Ingo Wörner (FDP) wurde grundsätzlich

Doch in Sachen Einigkeit hatte Janicke die Rechnung ohne Stadtrat Ingo Wörner (FDP) gemacht, der zu Beginn der Diskussion dennoch ins Grundsätzliche ging und die Frage stellte, um „welches Allgemeinwohl“ es gehe. Gerne mag diese Skepsis das halbe dutzend Gastronomen und Einzelhändler im Publikum vernommen haben.

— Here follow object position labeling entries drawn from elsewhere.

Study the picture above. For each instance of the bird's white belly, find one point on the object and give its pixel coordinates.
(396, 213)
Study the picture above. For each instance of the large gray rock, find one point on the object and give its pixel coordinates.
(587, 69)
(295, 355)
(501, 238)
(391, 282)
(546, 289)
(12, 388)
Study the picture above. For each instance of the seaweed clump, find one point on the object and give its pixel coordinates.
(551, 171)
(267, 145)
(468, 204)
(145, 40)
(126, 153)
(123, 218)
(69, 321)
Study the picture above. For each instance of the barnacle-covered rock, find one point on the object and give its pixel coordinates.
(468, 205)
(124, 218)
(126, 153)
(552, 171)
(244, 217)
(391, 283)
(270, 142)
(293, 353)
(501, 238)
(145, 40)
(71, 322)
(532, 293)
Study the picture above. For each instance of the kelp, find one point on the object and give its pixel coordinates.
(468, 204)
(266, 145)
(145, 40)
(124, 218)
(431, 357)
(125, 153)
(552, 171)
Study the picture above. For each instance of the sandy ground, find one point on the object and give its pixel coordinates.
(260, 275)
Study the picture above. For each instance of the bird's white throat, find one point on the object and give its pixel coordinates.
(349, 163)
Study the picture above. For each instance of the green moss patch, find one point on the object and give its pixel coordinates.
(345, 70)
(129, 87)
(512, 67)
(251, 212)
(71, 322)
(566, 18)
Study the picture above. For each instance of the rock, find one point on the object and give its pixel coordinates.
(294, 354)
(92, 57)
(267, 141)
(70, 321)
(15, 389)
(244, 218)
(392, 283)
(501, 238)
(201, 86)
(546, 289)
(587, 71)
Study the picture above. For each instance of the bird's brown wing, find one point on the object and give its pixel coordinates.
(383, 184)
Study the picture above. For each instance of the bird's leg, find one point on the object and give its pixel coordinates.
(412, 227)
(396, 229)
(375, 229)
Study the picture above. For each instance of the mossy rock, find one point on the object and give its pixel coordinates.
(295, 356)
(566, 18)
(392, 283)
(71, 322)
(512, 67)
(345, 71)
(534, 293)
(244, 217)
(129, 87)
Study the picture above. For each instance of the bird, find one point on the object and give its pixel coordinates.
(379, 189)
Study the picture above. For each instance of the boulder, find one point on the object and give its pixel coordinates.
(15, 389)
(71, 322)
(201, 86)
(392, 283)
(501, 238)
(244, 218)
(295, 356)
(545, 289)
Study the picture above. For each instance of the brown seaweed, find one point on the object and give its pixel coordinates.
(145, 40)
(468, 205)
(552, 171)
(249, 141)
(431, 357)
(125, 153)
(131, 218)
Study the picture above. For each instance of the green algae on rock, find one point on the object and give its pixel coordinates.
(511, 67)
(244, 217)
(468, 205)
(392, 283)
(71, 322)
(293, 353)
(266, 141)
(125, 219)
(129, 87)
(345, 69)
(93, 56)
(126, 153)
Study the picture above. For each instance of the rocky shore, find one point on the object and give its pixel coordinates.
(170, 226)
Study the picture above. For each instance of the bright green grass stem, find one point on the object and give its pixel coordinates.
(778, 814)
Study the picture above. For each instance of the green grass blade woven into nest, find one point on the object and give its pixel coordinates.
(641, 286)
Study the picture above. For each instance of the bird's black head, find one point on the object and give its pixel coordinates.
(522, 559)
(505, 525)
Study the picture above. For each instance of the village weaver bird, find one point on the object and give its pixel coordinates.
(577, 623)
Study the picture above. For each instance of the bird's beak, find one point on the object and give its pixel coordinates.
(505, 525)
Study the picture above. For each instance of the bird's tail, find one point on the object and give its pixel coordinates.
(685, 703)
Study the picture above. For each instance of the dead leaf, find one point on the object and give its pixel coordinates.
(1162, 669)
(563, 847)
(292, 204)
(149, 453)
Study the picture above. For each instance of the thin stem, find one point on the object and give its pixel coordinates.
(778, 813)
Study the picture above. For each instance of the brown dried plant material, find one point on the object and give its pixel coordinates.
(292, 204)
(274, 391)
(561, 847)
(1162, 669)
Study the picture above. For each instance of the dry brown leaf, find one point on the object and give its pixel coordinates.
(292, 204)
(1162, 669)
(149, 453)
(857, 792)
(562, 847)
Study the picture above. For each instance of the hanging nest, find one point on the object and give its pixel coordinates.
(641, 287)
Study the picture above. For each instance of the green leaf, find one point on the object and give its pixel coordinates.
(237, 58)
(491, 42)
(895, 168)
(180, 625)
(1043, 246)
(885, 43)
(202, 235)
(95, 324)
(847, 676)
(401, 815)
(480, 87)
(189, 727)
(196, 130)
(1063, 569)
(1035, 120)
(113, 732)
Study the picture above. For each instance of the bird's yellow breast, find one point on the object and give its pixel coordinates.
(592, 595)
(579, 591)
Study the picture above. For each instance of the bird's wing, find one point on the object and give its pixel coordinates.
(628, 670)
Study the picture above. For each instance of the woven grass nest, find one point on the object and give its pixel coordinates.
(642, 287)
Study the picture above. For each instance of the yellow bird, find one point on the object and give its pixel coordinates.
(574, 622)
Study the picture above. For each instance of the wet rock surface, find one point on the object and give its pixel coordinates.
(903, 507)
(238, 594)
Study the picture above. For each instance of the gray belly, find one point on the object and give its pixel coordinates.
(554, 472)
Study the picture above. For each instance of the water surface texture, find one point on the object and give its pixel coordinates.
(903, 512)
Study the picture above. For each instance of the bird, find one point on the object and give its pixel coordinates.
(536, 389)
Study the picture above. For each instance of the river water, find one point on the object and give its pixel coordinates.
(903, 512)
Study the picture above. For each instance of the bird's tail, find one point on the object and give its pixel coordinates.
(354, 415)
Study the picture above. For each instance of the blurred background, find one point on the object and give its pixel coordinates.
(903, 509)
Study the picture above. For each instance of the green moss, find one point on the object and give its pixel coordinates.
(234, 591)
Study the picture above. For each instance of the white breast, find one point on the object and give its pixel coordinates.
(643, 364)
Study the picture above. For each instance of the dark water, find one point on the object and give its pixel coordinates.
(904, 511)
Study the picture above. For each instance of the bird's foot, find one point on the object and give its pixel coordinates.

Ja, es brauche „eine ‚Überlinger Idee‘, wie wir damit umgehen“, erklärte Wörner und brachte die in der Vergangenheit bereits mehrfach diskutierte Shared-Space-Lösung mit Tempo 20, also gleiches Recht für alle Verkehrsteilnehmer, als Alternative ins Gespräch. Dies gehe auch, ohne etwas „teileinzuziehen“, spekulierte er. Und da war er wieder, der Poller, um den es (noch) nicht gehen sollte. Natürlich sei es denkbar, eine ungehinderte West-Ost-Durchfahrt an Sommerwochenenden damit zu unterbinden. Doch müsse die Lösung flexibel bleiben.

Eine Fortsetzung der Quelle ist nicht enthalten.